Nouveau sommet de la relance pour le dollar
À peine une semaine après la grande illusion de la Banque d’Angleterre et la tentative du président de la Fed de détourner l’attention vers le marché de l’emploi, l’inflation reprend déjà le dessus. En octobre, l’inflation américaine a augmenté plus que prévu: 6,2% sur une base annuelle pour l’inflation principale, 4,6% pour l’inflation de base sous-jacente. Pour les deux séries, il s’agit des niveaux les plus élevés depuis le début des années 90, bien au-dessus de l’objectif (symétrique) de 2% de la Fed.
Les banquiers centraux peuvent dire ce qu’ils veulent, le marché tire ses propres conclusions. Les taux à court terme ont grimpé à 10 points de base pour les États-Unis, mais les taux britanniques et européens sont également en hausse. Le taux américain à 2 ans dépasse 0,50%. Les marchés monétaires tiennent compte d’un premier relèvement des taux par la Fed presque aussitôt après la réduction progressive prévue des achats d’obligations nettes (en juin 2022). D’ici fin 2022, le marché hésite même entre deux ou trois relèvements des taux au total. Dans une moindre mesure, la partie longue de la courbe des taux américaine a grimpé en direction de 1,6% (à 10 ans). Les mouvements sur la partie longue restent dictés par la hausse des prévisions d’inflation, qui se dirigent vers les 3% aux États-Unis. Quant à la composante des taux réels, malgré le mouvement sur l’extrémité courte de la courbe, elle reste proche du plancher absolu de -1,20%. Pour la Fed, ce fut “too little, too late”. De plus, ces niveaux semblent indiquer que le point de basculement est atteint – le stade où la hausse de l’inflation devient néfaste pour la croissance future. En novembre, l’indice de confiance des consommateurs de l’université du Michigan est tombé à son niveau le plus bas depuis fin 2011. Et la cause est connue… dans les sondages relatifs à la politique présidentielle, Joe Biden est de plus en plus pressé par l’inflation. Son destin sera-t-il lié à celui des marchés (des taux)? La procédure de désignation de certains sièges vacants au sein du conseil d’administration de la Fed peut fournir des indications à cet égard.

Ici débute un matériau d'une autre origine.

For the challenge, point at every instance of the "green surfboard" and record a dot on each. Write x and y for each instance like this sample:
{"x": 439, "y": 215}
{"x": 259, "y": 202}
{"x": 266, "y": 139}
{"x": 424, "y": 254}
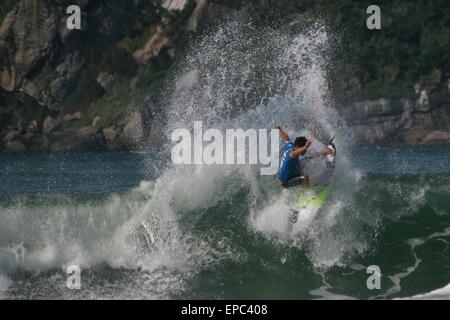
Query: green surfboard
{"x": 314, "y": 196}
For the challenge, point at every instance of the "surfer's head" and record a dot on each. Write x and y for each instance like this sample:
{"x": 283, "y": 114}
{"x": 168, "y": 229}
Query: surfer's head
{"x": 300, "y": 142}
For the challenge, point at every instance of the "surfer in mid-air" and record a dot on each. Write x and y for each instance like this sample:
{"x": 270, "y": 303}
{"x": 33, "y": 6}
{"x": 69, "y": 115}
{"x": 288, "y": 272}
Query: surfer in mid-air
{"x": 290, "y": 173}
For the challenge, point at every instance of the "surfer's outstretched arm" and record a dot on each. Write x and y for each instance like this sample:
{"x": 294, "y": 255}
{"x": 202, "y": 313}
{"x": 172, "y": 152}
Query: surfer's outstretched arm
{"x": 300, "y": 150}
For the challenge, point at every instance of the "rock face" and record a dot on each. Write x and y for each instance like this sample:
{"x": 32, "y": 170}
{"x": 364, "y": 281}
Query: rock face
{"x": 397, "y": 122}
{"x": 133, "y": 132}
{"x": 152, "y": 48}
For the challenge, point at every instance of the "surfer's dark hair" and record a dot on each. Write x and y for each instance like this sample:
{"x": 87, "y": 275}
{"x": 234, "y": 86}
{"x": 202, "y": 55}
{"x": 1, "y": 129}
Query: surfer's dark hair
{"x": 300, "y": 142}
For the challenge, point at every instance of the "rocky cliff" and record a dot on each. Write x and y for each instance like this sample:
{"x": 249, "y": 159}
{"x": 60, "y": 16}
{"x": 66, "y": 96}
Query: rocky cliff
{"x": 65, "y": 90}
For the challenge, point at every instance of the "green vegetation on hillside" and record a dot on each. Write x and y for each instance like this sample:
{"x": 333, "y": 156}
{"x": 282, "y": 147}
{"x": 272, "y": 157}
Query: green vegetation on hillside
{"x": 5, "y": 7}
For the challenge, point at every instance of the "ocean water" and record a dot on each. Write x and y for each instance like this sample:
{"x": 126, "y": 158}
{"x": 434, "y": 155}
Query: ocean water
{"x": 98, "y": 210}
{"x": 139, "y": 227}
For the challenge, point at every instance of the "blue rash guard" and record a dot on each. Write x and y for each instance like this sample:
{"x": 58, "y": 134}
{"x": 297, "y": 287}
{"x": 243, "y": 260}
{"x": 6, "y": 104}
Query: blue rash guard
{"x": 289, "y": 166}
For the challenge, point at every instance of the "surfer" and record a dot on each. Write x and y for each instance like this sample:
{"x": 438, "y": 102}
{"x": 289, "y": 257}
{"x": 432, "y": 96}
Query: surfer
{"x": 329, "y": 156}
{"x": 290, "y": 173}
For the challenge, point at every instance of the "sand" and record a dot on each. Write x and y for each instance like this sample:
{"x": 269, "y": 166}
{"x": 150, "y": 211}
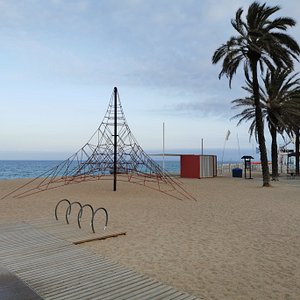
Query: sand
{"x": 237, "y": 241}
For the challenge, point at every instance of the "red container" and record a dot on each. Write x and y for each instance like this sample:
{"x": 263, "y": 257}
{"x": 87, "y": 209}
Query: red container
{"x": 190, "y": 166}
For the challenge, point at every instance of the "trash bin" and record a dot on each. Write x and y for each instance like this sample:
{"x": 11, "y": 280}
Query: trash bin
{"x": 237, "y": 172}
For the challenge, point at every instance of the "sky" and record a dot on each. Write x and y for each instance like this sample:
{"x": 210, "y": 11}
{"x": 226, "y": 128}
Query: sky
{"x": 61, "y": 59}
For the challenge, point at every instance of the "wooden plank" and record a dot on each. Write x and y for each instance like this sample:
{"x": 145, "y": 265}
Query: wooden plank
{"x": 57, "y": 269}
{"x": 104, "y": 237}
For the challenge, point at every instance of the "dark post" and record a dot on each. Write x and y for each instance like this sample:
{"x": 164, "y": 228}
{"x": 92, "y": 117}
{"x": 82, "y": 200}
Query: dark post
{"x": 115, "y": 139}
{"x": 297, "y": 142}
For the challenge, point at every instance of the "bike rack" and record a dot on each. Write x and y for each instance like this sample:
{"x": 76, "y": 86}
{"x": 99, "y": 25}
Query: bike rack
{"x": 68, "y": 210}
{"x": 63, "y": 200}
{"x": 80, "y": 212}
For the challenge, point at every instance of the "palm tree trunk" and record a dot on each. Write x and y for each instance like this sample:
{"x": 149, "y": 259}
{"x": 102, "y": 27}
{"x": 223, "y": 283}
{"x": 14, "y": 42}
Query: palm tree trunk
{"x": 274, "y": 153}
{"x": 260, "y": 126}
{"x": 297, "y": 132}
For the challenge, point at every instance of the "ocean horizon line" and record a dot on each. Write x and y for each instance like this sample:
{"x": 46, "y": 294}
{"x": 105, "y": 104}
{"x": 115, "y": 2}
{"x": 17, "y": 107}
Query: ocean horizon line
{"x": 227, "y": 154}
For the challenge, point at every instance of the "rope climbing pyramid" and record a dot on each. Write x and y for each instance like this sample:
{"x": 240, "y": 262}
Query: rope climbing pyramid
{"x": 112, "y": 153}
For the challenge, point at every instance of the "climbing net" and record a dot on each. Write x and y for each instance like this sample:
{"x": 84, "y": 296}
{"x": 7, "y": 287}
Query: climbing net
{"x": 97, "y": 159}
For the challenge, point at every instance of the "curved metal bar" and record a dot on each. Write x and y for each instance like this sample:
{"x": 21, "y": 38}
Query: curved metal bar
{"x": 106, "y": 215}
{"x": 81, "y": 211}
{"x": 55, "y": 211}
{"x": 68, "y": 211}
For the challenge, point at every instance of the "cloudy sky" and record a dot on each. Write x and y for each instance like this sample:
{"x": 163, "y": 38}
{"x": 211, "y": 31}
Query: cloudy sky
{"x": 60, "y": 60}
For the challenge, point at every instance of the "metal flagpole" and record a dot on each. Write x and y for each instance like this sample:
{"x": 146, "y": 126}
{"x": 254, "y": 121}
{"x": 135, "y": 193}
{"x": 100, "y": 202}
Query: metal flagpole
{"x": 115, "y": 138}
{"x": 164, "y": 147}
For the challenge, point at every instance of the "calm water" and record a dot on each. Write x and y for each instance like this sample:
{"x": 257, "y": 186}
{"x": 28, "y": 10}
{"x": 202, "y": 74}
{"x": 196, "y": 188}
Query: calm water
{"x": 12, "y": 169}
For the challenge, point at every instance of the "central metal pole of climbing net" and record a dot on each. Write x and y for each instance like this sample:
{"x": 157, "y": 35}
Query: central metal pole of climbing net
{"x": 115, "y": 139}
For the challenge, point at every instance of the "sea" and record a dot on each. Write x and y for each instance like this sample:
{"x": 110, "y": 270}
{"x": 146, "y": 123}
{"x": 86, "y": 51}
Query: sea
{"x": 13, "y": 169}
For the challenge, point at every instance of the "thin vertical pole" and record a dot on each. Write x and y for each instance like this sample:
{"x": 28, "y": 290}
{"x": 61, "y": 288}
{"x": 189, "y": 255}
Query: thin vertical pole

Sur le marché des changes, l’écart entre les faibles taux réels et la hausse des prévisions d’inflation a longtemps discipliné le dollar. Or le soutien explosif des taux d’intérêt à court terme a fait pencher la balance en faveur du billet vert: d’un seul coup, le cours EUR/USD est passé de 1,1550 à un nouveau plancher correctif inférieur à 1,1450. D’un point de vue technique, une rupture confirmée sous 1,15 ouvrira la voie à un niveau de 1,1290, le niveau de reprise de 62% du rallye du cours EUR/USD de 2020. Sans soutien des taux réels, le dollar aura probablement à nouveau du mal à approfondir ses gains. Pourtant, un cours EUR/USD plus faible reste la voie de la moindre résistance, d’autant plus que la BCE nie encore plus la réalité inflationniste que la Fed ou, dans une moindre mesure, la Banque d’Angleterre.
Enfin, pour le Royaume-Uni, les principaux chiffres mensuels seront publiés cette semaine: les rapports sur le marché de l’emploi (demain) et sur l’inflation (mercredi) surtout s’avéreront cruciaux. Nous pensons qu’il ne faudra pas grand-chose à la livre pour redynamiser les attentes relatives au début d’un cycle de taux haussier en décembre.